“Hitchcock only finishes a picture 60 per cent,” composer Bernard Herrmann liked to say. “I have to finish it for him.” The pair worked on eight movies together, creating some of the 20th century’s most enduring matchups of image and music.
Hitchcock so valued his composer that he showed Herrmann early cuts of his films, and even invited him into the pre-production process. He wrote one note card about sound-effects during the editing of Vertigo: “All of this will naturally depend upon what music Mr. Herrmann puts over this sequence.”
Would Hitchcock’s films have been as effective without Herrmann’s music? The director didn’t think so. The composer was attuned to the anxieties and yearnings in Hitchcock’s work. Ennio Morricone, the Italian whose music for Sergio Leone made both their names, likes to say: “You can’t save a bad movie with a good score.”
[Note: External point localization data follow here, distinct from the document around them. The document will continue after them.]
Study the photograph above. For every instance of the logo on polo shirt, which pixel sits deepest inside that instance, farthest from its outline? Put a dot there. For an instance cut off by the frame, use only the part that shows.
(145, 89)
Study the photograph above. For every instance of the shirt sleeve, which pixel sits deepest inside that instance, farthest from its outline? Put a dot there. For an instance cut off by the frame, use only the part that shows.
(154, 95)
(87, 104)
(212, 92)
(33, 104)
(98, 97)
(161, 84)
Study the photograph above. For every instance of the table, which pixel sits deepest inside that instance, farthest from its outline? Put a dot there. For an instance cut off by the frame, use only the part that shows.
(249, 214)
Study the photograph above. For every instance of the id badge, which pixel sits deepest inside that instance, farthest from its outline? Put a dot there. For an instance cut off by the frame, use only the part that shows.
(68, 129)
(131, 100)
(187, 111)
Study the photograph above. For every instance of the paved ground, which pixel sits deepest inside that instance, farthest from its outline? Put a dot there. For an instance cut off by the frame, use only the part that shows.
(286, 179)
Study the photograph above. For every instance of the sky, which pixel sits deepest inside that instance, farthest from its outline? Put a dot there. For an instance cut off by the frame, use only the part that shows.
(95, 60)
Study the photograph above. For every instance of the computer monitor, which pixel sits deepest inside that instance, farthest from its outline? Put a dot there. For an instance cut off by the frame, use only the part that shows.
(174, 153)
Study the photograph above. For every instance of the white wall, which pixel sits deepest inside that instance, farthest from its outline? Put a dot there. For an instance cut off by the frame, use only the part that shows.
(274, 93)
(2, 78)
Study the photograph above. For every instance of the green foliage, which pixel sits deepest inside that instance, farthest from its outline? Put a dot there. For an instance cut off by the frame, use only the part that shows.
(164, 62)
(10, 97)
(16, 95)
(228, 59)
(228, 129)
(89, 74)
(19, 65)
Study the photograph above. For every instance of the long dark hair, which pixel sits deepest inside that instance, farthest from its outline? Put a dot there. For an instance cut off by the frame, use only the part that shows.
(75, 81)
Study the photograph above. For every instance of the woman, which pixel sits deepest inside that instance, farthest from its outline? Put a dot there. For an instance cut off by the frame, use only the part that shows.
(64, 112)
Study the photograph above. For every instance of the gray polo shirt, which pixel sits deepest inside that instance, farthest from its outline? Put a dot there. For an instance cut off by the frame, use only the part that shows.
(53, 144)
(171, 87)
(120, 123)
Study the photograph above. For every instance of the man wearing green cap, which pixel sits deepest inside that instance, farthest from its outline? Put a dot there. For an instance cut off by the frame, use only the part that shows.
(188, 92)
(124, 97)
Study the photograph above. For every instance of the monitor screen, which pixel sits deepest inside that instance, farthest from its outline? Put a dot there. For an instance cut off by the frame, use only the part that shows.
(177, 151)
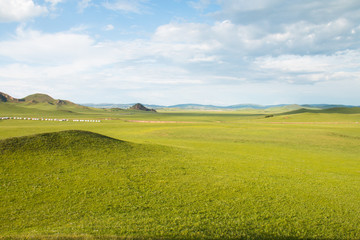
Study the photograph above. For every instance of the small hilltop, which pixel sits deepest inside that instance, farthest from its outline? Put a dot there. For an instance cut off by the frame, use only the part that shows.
(141, 107)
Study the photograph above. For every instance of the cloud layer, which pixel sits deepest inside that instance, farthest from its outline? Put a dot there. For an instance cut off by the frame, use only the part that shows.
(258, 51)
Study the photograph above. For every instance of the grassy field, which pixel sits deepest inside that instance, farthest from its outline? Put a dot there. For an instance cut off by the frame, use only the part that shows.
(212, 175)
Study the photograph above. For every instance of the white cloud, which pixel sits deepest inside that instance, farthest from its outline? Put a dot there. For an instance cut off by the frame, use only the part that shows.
(295, 69)
(83, 4)
(54, 2)
(133, 6)
(109, 27)
(19, 10)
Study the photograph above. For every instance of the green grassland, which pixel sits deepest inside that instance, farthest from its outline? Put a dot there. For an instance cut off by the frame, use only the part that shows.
(202, 175)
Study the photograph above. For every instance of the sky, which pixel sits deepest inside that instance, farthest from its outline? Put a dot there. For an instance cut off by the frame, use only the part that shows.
(167, 52)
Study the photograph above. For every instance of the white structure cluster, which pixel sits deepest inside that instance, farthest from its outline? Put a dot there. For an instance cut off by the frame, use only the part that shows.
(48, 119)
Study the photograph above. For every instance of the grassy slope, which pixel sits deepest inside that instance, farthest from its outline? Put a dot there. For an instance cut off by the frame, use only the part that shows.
(230, 179)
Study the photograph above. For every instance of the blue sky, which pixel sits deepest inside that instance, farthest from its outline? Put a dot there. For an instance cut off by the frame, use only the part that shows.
(182, 51)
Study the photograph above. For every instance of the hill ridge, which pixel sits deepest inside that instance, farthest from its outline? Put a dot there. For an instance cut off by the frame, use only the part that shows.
(56, 140)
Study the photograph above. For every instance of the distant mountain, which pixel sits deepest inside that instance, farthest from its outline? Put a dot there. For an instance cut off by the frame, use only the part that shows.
(7, 98)
(37, 98)
(141, 107)
(191, 106)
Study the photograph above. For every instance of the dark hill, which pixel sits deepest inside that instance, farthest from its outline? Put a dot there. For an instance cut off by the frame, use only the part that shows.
(63, 140)
(38, 98)
(7, 98)
(141, 107)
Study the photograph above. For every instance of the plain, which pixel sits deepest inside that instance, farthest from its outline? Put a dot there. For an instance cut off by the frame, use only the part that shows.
(214, 175)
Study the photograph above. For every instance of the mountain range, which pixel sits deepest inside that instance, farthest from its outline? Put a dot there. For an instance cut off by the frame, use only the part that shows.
(40, 98)
(192, 106)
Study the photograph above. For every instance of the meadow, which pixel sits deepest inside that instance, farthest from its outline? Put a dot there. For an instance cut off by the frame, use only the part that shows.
(192, 175)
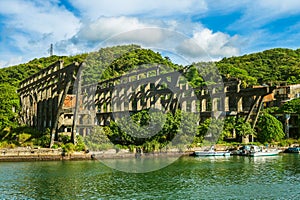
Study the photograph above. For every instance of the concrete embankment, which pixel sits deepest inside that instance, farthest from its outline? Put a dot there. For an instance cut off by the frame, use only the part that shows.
(47, 154)
(25, 154)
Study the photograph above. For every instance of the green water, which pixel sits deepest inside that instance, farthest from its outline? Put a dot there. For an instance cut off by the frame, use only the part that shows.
(187, 178)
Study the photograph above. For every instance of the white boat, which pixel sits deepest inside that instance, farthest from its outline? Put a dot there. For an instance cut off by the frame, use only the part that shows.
(212, 152)
(255, 152)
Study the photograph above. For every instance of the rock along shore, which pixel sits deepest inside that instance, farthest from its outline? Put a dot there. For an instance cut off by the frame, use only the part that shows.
(46, 154)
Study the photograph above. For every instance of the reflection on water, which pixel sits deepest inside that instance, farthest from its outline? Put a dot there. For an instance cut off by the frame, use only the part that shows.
(141, 164)
(233, 177)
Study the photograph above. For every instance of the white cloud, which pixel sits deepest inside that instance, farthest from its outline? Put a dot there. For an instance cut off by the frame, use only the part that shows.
(257, 13)
(206, 44)
(93, 9)
(32, 25)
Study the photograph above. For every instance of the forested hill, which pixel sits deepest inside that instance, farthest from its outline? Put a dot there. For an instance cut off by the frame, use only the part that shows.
(268, 67)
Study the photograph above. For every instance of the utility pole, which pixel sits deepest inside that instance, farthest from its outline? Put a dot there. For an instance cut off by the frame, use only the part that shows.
(51, 49)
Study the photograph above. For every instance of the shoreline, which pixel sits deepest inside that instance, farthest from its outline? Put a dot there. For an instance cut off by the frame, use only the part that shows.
(47, 154)
(23, 154)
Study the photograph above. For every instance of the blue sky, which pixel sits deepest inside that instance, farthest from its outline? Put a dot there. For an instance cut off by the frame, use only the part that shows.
(221, 28)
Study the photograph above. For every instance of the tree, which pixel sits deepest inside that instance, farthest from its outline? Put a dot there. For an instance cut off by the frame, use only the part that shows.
(244, 129)
(269, 129)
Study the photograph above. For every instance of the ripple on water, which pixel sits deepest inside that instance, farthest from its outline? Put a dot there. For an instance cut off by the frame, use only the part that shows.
(187, 178)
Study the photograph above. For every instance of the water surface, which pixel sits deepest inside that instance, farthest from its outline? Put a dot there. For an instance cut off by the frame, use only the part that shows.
(275, 177)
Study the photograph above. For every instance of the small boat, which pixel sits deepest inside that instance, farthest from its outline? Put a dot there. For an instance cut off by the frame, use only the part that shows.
(255, 151)
(212, 152)
(292, 150)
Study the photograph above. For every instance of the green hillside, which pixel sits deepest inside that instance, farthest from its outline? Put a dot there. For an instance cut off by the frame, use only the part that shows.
(268, 67)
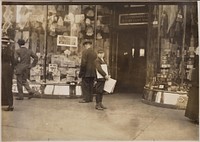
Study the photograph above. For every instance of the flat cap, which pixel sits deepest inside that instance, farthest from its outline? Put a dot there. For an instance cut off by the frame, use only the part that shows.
(21, 42)
(87, 42)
But it’s also true that a good score can make a great movie live forever – something the BBC aims to celebrate in a season of radio and television programs, The Sound of the Cinema. Most celebrated movies are unimaginable without their iconic music: Jaws, Star Wars, Casablanca, Gone with the Wind, Out of Africa. But it is instructive to revisit these films and find there are whole chunks of the score that one doesn’t particularly remember. Great scores first and foremost serve the demands of the narrative. Film scores make things clear when needed (“now you laugh, now you cry”) but they also offer subtle, almost subliminal, pleasures, hinting at the subtext of a story or at a character change to come.
Back in the silent days, the cinema organ player or orchestra used “mood music” books to accompany a film.
These were collections of sheet music with titles like Night: Suspense, Chase and First Kiss. More innovative distributors supplied sheet music with their films, but matching them was still a hit-and-miss affair.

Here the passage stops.